So more than the 1 1/2 hour required,

Where in smokeguard does it say 1 1/2 hour?


----------



## RLGA (Jul 19, 2018)

According to McKeon's product data sheet, it is rated 2-hours per UL 10B in accordance with IBC Section 716.5.2, and is smoke and draft control labeled per UL 1784, per IBC Section 716.5.3.1.
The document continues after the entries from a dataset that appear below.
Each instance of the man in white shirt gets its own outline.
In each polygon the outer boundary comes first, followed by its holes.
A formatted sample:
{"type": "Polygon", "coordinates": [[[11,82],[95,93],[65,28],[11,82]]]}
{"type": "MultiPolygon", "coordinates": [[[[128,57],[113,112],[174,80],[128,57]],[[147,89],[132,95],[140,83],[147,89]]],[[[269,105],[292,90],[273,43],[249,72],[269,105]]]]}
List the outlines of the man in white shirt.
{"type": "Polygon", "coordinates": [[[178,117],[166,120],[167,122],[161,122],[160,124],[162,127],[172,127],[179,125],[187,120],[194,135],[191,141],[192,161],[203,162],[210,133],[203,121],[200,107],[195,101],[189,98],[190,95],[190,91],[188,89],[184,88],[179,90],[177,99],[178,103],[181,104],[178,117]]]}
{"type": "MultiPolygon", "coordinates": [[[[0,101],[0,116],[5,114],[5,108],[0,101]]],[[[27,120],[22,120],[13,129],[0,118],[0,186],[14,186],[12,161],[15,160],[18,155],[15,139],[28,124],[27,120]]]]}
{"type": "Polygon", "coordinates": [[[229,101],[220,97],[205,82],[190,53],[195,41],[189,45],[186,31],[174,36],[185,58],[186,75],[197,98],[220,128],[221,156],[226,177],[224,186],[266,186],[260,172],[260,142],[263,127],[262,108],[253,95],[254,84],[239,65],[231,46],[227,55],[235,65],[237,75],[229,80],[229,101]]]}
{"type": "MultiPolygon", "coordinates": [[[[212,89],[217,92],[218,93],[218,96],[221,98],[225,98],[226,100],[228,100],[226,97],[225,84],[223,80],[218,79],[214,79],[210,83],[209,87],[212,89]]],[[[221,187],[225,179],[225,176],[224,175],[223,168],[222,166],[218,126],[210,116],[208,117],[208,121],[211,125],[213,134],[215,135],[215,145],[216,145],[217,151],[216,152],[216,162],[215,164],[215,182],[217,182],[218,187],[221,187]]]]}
http://www.mckeondoor.com/images/com_products/pdf_download/1498067870.pdf


----------



## cda (Jul 19, 2018)

This claims to eliminate smoke control::

https://www.interior-tech.com/wp-co..._fire_door_tech_sheet_interior_technology.pdf


----------



## cda (Jul 19, 2018)

Meets 10 B testing


http://www.mckeondoor.com/new-product/auto-set-h200-series


Just might fly???


----------



## Vlab20 (Jul 19, 2018)

I am hoping Smokeguard will be acceptable due to cost but McKeon has more testing going for it.
Thanks.


----------



## cda (Jul 19, 2018)

Vlab20 said:


> I am hoping Smokeguard will be acceptable due to cost but McKeon has more testing going for it.
> Thanks.




Let us know

Interesting to see new technology and how it is usd!


----------